Medizin & Biotech

Bei einer kürzeren Therapie entstünden weniger resistente Erreger © APA (dpa)
Bei einer kürzeren Therapie entstünden weniger resistente Erreger © APA (dpa)

APA

Kürzere Antibiotikaeinnahme laut Experten oft genauso wirksam

06.11.2017

Antibiotika auch noch nach Ende der Symptome und stets bis zum Packungsende einnehmen - so lautet die Faustregel. Diese Einnahmeempfehlung ist nach Angaben der Deutschen Gesellschaft für Infektiologie (DGI) überholt. Untersuchungen der vergangenen Jahre lieferten immer mehr Belege, dass bei vielen Infektionen eine kürzere Einnahmezeit genauso wirksam sei, erklärte die Fachgesellschaft.

Eine kürzere Therapie habe zudem den Vorteil, dass weniger resistente Erreger entstünden. Dennoch sollten Patienten Antibiotika nicht in Eigenregie absetzen, sobald sie sich besser fühlten, warnten die Experten. Das Vorgehen sollte abhängig von der bakteriellen Infektion und in enger Absprache mit dem Arzt abgesprochen werden. Eine Pauschalisierung, dass nunmehr immer kurz therapiert werden dürfe, könne für manche Patienten gefährlich sein, warnte die Gesellschaft.

Liegt in der Kürze die Würze?

In den vergangenen Jahren mehrten sich demnach Studien, wonach bei verschiedenen Infektionen kürzere Antibiotikatherapien einer längeren Therapie gleichwertig oder sogar überlegen sind. In Studien erwies sich zum Beispiel bei einer ambulant erworbenen Lungenentzündung eine fünftägige Antibiotikatherapie als ebenso wirksam wie eine zehntägige. Im Fall einer schweren Infektion mit Staphylokokken dagegen müssen Betroffene Antibiotika oft mehrere Wochen lang zu sich nehmen. Hier könnte eine zu kurze Therapie zu Komplikationen führen.
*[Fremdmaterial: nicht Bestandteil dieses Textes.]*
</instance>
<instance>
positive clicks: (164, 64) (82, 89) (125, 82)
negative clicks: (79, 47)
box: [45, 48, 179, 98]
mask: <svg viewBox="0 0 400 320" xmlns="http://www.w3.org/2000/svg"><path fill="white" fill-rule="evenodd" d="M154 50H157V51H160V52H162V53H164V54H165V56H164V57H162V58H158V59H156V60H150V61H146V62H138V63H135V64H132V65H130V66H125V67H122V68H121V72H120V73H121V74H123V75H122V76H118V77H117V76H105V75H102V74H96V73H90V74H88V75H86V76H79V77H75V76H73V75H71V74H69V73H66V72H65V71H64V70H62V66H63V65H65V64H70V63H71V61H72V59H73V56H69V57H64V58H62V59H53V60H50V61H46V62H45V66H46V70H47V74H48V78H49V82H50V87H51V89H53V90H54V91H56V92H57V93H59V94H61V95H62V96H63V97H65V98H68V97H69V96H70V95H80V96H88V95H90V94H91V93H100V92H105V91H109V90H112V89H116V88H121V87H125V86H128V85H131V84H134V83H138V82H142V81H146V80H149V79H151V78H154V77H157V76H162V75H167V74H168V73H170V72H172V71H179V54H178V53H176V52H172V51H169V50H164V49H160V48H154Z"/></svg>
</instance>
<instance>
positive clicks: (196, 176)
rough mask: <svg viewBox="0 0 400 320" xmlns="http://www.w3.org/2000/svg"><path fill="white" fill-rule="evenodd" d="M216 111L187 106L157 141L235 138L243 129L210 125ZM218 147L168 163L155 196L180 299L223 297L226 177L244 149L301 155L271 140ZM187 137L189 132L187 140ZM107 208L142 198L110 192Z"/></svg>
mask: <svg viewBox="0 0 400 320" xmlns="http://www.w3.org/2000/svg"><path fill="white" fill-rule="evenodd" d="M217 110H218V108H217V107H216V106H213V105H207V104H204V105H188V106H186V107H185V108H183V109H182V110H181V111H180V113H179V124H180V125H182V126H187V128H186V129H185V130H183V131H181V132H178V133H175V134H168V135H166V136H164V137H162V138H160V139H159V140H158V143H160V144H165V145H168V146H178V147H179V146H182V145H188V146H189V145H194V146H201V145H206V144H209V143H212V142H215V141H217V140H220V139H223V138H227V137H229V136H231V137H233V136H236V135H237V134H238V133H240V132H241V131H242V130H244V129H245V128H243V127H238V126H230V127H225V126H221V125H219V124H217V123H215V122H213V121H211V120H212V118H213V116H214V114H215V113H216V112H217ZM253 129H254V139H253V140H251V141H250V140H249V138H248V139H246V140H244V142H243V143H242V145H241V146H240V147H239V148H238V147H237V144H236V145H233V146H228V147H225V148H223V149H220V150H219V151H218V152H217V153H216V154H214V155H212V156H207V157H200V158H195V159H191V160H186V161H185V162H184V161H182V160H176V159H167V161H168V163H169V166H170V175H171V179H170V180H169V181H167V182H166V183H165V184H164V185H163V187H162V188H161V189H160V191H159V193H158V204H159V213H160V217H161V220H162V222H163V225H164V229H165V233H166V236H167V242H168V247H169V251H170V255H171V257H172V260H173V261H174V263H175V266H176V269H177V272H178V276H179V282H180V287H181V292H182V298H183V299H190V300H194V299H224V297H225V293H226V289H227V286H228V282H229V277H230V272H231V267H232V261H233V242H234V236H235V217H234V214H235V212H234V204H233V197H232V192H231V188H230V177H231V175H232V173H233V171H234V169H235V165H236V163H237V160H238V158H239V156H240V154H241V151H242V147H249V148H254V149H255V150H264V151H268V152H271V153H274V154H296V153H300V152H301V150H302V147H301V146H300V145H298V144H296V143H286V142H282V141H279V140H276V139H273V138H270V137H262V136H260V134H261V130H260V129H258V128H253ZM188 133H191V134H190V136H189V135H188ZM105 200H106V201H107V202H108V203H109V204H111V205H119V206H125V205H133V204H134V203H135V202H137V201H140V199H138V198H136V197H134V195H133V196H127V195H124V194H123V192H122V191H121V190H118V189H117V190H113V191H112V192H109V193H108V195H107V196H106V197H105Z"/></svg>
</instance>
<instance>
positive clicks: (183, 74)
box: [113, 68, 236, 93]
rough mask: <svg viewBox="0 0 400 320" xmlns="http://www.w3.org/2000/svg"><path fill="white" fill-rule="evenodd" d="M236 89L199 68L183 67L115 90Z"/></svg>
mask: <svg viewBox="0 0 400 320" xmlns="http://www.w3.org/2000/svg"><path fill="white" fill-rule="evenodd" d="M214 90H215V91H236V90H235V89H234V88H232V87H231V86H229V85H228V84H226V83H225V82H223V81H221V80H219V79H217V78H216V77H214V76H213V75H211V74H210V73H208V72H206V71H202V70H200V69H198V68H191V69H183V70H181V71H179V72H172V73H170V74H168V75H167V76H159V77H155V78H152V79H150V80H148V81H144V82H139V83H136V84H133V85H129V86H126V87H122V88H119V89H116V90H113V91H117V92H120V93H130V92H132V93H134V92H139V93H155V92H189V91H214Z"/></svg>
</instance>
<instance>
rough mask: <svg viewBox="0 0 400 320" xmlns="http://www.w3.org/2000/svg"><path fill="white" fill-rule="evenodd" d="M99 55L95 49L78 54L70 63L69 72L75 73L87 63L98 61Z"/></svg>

"Viele Jahre ist man davon ausgegangen, dass eine längere Antibiotikatherapie die Wahrscheinlichkeit einer Rückkehr der Infektion oder die Ausbildung von Resistenzen verringert", erklärte der DGI-Vorsitzende Gerd Fätkenheuer. Dahinter stand der Gedanke, möglichst alle krankmachenden Bakterien abzutöten. Heute sei bekannt, dass je länger die Bakterien dem antimikrobiellen Wirkstoff ausgesetzt sind, desto wahrscheinlicher überwiegend gegen das Mittel unempfindliche Erreger überleben.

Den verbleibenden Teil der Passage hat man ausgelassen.